JNK1 Inhibitors

SP600125 is a widely used JNK inhibitor. It acts as an ATP-competitive inhibitor, targeting the active site of JNK1, preventing phosphorylation of downstream substrates.

JNK Inhibitor VIII is a potent and selective JNK inhibitor. It binds to the ATP-binding site of JNK1, blocking its kinase activity and impeding the activation of c-Jun transcription factor.

JNK-IN-8 is a small molecule inhibitor of JNK1. It interferes with JNK-mediated signaling pathways by competitively inhibiting ATP binding to JNK1.

JNK3 Inhibitor XII is a selective JNK1 inhibitor. It hampers JNK1 activation by competing for ATP binding, leading to the suppression of JNK-mediated signaling pathways.

AS601245 is an ATP-competitive inhibitor of JNK1. It prevents the phosphorylation of JNK substrates by binding to the active site of the kinase and inhibiting its activity.

JNK Inhibitor XIV operates by selectively binding to the ATP-binding pocket of JNK1, disrupting its phosphorylation activity. This competitive inhibition alters the enzyme's conformational dynamics, effectively modulating downstream signaling pathways. Its unique structural features facilitate strong interactions with key amino acid residues, enhancing specificity. Additionally, the compound's hydrophobic characteristics promote its stability in various environments, influencing its kinetic profile and interaction with cellular components.

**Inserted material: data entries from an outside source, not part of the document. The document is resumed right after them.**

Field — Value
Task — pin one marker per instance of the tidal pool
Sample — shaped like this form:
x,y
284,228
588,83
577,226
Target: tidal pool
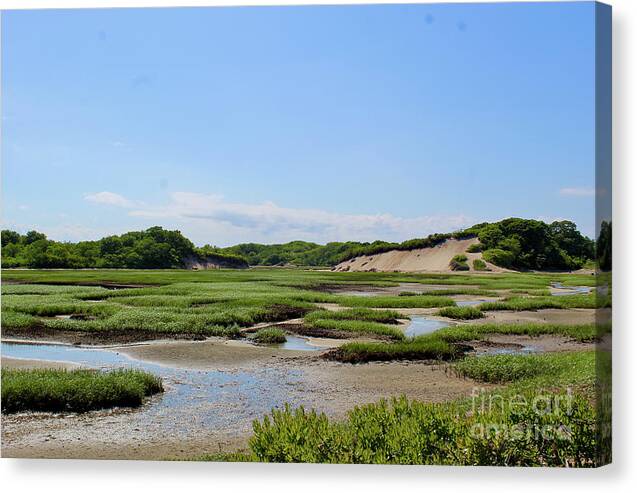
x,y
193,399
421,325
298,344
570,290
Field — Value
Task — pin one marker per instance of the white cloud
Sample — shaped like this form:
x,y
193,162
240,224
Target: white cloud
x,y
581,191
210,218
109,198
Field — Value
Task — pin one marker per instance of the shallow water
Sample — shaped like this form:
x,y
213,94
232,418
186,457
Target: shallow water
x,y
421,325
193,399
470,302
358,293
571,290
298,344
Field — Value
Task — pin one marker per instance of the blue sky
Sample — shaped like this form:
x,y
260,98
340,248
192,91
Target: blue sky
x,y
317,123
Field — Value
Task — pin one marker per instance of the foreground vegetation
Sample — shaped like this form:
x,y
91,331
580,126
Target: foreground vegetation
x,y
510,429
75,390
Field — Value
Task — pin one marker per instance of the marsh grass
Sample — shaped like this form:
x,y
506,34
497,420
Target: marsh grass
x,y
357,327
270,335
364,314
460,432
420,301
504,368
427,347
578,332
75,390
461,312
517,303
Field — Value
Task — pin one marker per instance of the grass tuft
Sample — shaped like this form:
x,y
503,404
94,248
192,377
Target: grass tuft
x,y
270,335
461,312
75,390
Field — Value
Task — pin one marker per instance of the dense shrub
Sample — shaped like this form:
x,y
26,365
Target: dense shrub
x,y
154,248
479,265
404,432
459,262
499,257
475,248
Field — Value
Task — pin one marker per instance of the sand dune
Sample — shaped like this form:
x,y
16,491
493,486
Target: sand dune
x,y
434,259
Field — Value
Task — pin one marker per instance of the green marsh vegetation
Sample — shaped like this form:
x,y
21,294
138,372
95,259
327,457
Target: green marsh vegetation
x,y
221,302
459,262
461,312
476,332
425,347
514,243
496,427
75,390
479,265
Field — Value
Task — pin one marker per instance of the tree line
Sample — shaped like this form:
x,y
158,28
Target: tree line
x,y
522,244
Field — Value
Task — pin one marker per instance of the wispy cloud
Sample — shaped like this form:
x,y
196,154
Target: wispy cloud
x,y
581,191
216,219
110,198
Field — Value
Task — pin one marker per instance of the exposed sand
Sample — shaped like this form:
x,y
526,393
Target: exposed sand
x,y
434,259
549,315
327,386
23,364
542,344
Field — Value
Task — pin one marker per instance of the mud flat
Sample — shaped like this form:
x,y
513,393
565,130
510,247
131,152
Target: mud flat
x,y
213,393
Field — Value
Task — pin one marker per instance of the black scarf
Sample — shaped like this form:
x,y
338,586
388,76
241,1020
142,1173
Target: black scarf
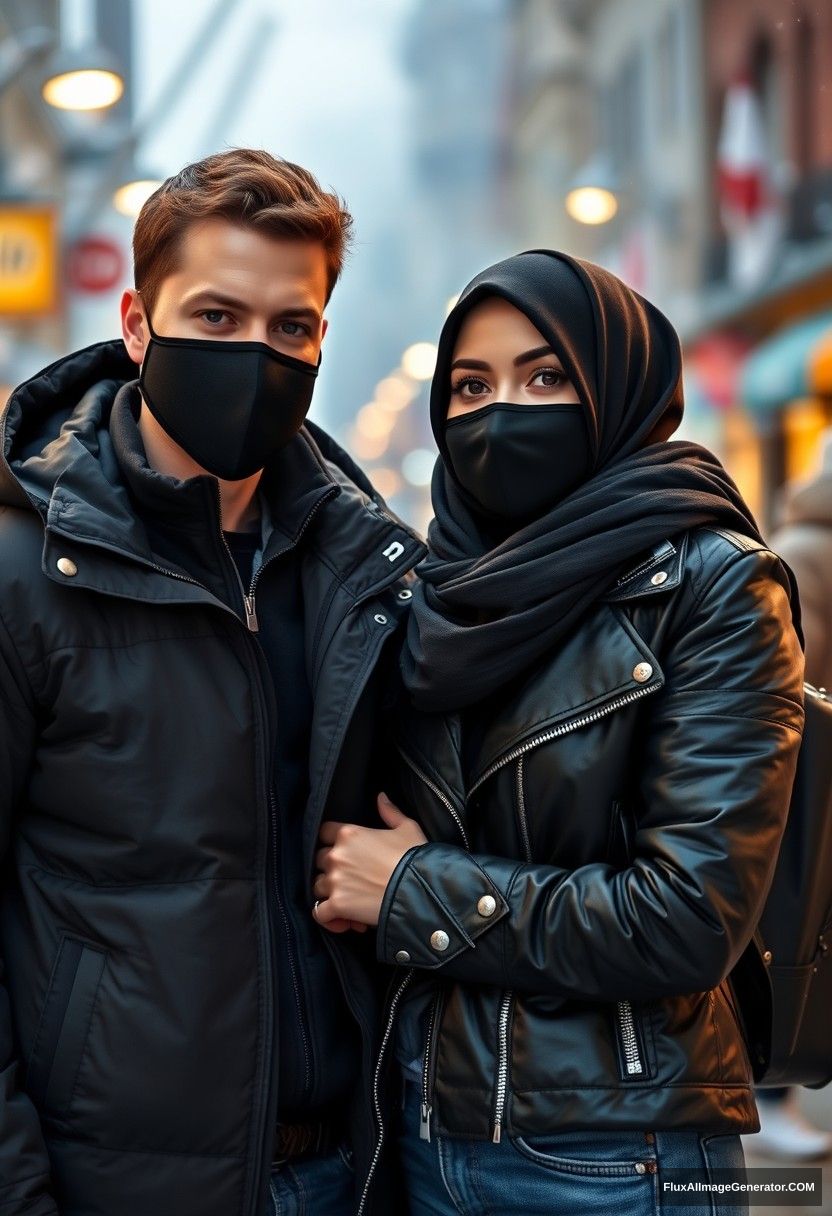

L-JNKi1 is a selective inhibitor of JNK1 that engages in unique molecular interactions, particularly through its ability to form hydrogen bonds with critical residues in the enzyme's active site. This interaction not only stabilizes the inhibitor-enzyme complex but also alters the enzyme's catalytic efficiency. The compound's distinct hydrophobic regions enhance its affinity for JNK1, influencing the kinetics of substrate binding and subsequent signal transduction pathways.

BI-78D3 is a selective JNK inhibitor. It hinders JNK1 activation by interfering with ATP binding, ultimately suppressing c-Jun phosphorylation and downstream events.

JNK Inhibitor XV is a highly selective JNK1 inhibitor characterized by its unique binding dynamics. It exhibits a strong affinity for the enzyme's active site, where it engages in van der Waals interactions and hydrophobic contacts that modulate enzyme conformation. This compound effectively disrupts JNK1-mediated signaling cascades, showcasing distinct reaction kinetics that influence downstream cellular responses. Its structural features contribute to a refined selectivity profile, enhancing its interaction specificity.

p38 MAP Kinase Inhibitor IV is a potent inhibitor that selectively targets JNK1, demonstrating unique molecular interactions that stabilize the enzyme's inactive conformation. Its binding involves intricate hydrogen bonding and electrostatic interactions, which effectively hinder substrate access. The compound's kinetic profile reveals a slow-onset inhibition, allowing for prolonged modulation of JNK1 activity. This specificity is further enhanced by its unique structural motifs, which facilitate targeted engagement with the kinase.